Khansaa Alshiha (Arabic: "خنساء عبدالصمد الشيحة", born 1971) is a Saudi Arabian academic, researcher, and civil rights activist. Alshiha has Ph.D in Applied Sociology.

== Biography ==
Khansaa Alshiha was born in Jeddah, Saudi Arabia (July 3, 1971) to Saudi Arabian father Abdulsamad Khalid Shiha from Riyadh, Saudi Arabia and to a Saudi Arabian mother of Lebanese origin Feryal Hakami. Married to a Saudi businessman and has a daughter and two sons: Luna, Rami and Karam. In her late childhood, she moved with her parents to the United States, where her father was studying his Master's and then PhD. After her parents divorced, Khansaa accompanied her mother to live in Paris, France. But her mother returned to Jeddah after the death of her father, a Saudi businessman of Lebanese origin Rajab Hakami to take care of her mother Bahia Gattas. Khansaa attained her bachelor's degree in sociology from the King Abdulaziz University in Jeddah. After graduation, she went to Paris to stay at her aunt Samira Hakami, a French journalist and a women's rights activist. Khansaa worked as a journalist assistant in Paris for three years. After a pressure from her father, Khansaa returned to Jeddah, then attained her Masters of Arts in Sociology from the King Abdulaziz University. After her marriage, Khansaa moved to live with her husband in Massachusetts, United States a period of time. Later, Khansaa attained her Ph.D from Boston University in Applied Sociology.
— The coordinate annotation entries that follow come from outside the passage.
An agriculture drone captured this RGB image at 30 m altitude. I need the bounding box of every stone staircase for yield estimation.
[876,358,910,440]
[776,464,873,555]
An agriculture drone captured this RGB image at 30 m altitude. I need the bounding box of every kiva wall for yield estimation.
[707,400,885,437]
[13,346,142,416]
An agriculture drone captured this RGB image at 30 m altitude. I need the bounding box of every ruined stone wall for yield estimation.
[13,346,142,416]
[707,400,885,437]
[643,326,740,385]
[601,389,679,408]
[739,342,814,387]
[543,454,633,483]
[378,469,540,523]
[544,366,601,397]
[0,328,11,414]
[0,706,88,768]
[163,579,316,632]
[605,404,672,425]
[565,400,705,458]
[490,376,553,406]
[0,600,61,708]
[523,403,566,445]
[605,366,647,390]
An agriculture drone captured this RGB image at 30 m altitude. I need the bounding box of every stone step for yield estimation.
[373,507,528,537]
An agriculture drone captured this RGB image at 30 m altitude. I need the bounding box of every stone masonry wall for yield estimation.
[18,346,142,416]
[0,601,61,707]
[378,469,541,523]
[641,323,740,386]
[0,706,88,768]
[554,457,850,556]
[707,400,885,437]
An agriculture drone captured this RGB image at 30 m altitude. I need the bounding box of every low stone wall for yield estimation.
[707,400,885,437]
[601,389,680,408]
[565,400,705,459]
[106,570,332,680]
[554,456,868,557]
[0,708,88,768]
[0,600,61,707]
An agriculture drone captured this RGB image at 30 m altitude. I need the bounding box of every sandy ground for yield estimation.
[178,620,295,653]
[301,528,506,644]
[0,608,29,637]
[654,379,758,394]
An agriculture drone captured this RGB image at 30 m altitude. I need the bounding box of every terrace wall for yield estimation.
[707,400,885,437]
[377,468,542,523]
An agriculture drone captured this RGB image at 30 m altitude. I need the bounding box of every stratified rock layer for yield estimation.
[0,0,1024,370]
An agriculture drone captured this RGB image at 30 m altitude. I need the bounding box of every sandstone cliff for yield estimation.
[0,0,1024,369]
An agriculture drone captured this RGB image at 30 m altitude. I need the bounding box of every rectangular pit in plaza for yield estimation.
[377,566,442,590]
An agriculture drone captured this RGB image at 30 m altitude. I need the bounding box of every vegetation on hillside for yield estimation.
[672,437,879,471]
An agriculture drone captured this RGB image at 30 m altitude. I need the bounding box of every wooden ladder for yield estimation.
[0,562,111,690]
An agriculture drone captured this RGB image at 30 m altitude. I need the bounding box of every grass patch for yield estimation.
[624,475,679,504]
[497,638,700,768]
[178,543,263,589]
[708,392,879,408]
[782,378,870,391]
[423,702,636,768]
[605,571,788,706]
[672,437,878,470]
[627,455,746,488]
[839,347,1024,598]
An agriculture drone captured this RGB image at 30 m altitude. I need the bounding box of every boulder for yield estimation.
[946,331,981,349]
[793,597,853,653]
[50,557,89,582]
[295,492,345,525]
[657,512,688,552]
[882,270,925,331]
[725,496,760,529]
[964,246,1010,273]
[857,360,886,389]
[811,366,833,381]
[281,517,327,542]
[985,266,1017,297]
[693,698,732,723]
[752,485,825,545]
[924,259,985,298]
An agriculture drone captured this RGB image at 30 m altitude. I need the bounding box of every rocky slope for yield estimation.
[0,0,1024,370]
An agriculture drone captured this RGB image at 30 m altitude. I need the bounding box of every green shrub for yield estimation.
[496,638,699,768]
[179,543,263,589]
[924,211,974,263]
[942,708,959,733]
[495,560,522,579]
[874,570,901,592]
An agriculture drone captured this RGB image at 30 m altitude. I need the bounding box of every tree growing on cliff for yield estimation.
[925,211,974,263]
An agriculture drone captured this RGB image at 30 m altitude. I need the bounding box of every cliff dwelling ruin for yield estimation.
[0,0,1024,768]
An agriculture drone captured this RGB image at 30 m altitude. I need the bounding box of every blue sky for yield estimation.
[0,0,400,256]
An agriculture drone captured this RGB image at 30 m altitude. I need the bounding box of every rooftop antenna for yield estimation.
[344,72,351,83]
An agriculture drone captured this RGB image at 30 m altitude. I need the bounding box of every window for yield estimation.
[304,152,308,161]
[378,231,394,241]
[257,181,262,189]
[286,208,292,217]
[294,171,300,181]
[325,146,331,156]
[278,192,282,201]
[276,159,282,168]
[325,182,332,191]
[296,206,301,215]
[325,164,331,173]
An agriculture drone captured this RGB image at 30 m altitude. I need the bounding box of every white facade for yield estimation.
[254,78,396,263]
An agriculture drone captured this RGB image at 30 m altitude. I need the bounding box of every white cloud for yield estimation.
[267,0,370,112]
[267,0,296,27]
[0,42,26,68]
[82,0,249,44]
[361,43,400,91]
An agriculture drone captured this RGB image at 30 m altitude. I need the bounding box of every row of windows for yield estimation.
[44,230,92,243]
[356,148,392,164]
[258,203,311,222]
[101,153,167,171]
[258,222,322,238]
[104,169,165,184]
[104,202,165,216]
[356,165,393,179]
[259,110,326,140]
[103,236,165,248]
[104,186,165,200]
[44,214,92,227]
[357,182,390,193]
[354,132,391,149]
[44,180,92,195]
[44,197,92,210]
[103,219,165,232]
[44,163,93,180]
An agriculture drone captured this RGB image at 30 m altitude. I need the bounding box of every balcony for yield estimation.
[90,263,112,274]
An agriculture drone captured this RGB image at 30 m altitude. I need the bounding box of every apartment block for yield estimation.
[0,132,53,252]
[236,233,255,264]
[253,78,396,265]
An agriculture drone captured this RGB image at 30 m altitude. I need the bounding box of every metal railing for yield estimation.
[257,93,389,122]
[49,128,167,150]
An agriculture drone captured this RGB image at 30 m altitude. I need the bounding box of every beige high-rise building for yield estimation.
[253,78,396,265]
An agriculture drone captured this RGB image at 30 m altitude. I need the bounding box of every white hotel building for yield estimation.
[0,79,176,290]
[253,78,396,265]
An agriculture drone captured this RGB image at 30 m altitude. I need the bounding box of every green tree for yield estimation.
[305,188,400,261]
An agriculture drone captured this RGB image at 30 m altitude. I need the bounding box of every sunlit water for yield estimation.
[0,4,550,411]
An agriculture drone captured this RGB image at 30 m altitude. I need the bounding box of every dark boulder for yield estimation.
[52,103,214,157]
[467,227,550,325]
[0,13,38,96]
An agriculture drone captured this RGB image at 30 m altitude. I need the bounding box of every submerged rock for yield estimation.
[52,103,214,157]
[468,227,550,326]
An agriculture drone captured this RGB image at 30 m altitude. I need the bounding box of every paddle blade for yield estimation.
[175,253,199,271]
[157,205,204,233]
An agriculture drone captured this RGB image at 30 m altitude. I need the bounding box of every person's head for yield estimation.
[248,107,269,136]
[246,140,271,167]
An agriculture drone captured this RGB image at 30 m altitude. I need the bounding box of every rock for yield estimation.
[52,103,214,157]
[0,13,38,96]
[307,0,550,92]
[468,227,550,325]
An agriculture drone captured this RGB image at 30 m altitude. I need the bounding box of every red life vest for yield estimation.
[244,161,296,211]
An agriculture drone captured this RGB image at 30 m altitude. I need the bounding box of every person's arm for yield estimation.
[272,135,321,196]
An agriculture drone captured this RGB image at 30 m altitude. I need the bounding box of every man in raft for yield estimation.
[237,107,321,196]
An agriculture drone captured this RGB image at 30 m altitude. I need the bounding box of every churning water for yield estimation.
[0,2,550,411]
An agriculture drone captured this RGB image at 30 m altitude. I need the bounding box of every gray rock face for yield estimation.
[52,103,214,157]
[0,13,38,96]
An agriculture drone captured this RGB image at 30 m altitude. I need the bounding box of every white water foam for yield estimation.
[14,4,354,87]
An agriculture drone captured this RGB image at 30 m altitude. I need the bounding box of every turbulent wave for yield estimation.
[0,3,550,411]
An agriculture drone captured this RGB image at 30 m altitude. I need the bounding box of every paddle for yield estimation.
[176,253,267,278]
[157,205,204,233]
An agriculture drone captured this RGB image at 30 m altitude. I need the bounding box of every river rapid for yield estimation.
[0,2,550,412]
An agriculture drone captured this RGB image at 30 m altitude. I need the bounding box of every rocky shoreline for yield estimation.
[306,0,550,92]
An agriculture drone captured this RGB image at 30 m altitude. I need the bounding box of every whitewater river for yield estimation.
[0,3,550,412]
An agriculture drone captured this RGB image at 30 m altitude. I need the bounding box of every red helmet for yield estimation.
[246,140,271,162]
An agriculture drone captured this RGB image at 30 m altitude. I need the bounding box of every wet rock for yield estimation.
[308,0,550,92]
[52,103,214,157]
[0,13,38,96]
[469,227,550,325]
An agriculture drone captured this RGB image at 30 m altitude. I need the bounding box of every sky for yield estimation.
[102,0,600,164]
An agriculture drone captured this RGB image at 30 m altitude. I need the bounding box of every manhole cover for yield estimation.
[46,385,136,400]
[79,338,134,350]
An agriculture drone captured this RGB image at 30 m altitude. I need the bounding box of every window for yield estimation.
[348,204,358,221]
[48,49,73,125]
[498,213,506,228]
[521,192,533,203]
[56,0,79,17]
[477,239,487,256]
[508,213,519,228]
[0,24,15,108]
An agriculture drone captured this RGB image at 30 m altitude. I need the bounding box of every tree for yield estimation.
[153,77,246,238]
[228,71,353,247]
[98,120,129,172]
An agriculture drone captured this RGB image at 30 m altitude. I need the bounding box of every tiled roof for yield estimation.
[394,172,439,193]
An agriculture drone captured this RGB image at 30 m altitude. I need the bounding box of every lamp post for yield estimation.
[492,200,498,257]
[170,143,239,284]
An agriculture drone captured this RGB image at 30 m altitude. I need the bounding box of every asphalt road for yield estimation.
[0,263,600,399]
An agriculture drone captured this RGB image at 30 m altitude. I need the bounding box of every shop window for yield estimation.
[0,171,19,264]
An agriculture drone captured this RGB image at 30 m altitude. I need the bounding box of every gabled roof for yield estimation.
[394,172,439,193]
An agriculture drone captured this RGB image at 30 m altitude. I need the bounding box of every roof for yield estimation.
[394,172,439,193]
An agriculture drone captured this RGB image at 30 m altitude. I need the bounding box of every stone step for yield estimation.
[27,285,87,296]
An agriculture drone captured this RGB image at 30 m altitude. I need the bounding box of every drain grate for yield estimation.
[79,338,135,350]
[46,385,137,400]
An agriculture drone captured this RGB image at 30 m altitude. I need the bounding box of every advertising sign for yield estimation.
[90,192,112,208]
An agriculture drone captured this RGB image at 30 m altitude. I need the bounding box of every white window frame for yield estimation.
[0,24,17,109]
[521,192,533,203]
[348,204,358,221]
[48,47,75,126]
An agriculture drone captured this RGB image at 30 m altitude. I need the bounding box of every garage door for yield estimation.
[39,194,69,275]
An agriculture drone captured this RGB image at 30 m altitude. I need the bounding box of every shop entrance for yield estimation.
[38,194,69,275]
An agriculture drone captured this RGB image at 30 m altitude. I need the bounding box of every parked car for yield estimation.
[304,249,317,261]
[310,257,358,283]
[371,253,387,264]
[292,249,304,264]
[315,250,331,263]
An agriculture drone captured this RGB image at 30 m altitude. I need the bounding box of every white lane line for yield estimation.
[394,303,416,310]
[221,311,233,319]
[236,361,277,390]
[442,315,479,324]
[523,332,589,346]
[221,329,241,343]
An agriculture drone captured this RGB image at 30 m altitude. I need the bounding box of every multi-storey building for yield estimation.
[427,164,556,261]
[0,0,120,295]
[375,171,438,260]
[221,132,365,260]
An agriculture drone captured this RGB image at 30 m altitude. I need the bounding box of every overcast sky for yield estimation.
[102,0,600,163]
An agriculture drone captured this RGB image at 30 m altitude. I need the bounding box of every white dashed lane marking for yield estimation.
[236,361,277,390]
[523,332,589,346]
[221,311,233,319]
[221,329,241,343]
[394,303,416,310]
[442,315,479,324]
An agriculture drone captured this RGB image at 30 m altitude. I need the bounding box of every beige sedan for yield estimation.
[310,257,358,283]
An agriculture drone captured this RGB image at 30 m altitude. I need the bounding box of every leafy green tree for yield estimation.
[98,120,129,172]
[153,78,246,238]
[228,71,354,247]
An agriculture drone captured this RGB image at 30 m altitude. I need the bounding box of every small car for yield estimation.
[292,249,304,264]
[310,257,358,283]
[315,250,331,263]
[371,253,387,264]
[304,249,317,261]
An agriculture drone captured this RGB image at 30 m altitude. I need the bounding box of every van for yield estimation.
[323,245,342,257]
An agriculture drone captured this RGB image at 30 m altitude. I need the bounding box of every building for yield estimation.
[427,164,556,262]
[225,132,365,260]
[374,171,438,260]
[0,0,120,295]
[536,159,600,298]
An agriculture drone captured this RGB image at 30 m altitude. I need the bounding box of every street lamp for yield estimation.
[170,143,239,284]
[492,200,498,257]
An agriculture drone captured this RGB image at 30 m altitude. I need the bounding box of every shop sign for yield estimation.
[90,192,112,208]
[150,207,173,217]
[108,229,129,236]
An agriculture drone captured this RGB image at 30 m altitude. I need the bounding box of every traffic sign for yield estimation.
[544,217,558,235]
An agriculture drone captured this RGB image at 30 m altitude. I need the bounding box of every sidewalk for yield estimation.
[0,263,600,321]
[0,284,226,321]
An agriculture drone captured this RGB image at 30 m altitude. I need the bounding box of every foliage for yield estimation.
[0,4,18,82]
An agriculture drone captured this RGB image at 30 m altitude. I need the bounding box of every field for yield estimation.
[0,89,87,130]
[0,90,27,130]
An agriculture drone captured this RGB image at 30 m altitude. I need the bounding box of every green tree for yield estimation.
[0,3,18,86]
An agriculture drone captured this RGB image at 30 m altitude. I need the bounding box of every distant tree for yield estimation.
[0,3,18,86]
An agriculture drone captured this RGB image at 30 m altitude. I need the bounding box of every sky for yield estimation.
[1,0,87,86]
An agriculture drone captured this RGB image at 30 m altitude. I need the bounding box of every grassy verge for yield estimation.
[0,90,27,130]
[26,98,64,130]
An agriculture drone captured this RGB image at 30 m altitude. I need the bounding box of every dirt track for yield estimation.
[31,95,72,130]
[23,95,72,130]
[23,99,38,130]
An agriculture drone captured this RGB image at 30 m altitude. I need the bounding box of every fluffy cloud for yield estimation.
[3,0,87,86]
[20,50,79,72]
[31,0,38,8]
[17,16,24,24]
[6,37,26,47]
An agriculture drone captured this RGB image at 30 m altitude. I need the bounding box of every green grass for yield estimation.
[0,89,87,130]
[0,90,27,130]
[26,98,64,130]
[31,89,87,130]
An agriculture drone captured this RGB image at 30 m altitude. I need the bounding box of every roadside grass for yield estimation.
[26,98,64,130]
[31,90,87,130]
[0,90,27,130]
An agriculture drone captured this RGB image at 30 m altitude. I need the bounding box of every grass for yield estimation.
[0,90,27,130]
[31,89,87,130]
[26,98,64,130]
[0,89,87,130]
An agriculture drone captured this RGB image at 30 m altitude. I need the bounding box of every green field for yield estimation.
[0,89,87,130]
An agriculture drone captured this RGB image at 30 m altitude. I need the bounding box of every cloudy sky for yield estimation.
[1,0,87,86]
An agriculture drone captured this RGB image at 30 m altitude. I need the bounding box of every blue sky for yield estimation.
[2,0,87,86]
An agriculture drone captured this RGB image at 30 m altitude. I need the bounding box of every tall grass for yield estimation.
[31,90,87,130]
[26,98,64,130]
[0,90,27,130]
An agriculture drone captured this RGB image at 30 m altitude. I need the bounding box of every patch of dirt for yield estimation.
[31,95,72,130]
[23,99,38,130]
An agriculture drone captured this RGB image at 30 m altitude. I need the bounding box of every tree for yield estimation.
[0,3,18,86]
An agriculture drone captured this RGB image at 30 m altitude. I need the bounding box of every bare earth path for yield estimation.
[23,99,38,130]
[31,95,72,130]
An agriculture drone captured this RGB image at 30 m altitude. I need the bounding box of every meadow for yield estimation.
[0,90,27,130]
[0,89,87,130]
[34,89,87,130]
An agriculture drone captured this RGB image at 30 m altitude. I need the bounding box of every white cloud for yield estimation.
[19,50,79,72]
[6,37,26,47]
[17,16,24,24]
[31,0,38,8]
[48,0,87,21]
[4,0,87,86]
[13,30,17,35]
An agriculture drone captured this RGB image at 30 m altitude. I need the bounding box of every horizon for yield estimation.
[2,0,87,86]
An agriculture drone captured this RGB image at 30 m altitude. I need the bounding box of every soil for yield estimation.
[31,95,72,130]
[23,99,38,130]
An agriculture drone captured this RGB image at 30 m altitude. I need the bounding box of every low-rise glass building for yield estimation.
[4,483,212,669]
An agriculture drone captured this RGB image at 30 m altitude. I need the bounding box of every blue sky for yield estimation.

She speaks fluent Arabic, English and French.

== Research Interests ==
Khansaa AlShiha has many research and social studies published in the academic press in Boston University in the U.S. Her interests in field work helped to create database configuration and social networks used in many of the social studies and statistical analysis of social groups. Field tours comprising the United States, Saudi Arabia, Lebanon and France.

== Career ==
Khansaa Alshiha worked as a Journalist assistant in a Paris-based newspaper. After receiving her Ph.D, Khansaa has been a Research-based occupations in civil, strategic, social، cultural and economic planning organizations across the Middle East and the U.S. Khansaa worked for one semester as a graduate-assistant in the American University of Beirut in Lebanon. She has held several occupations varied between academic, co-researcher, visiting fellow, fellow and consultant analyst since then.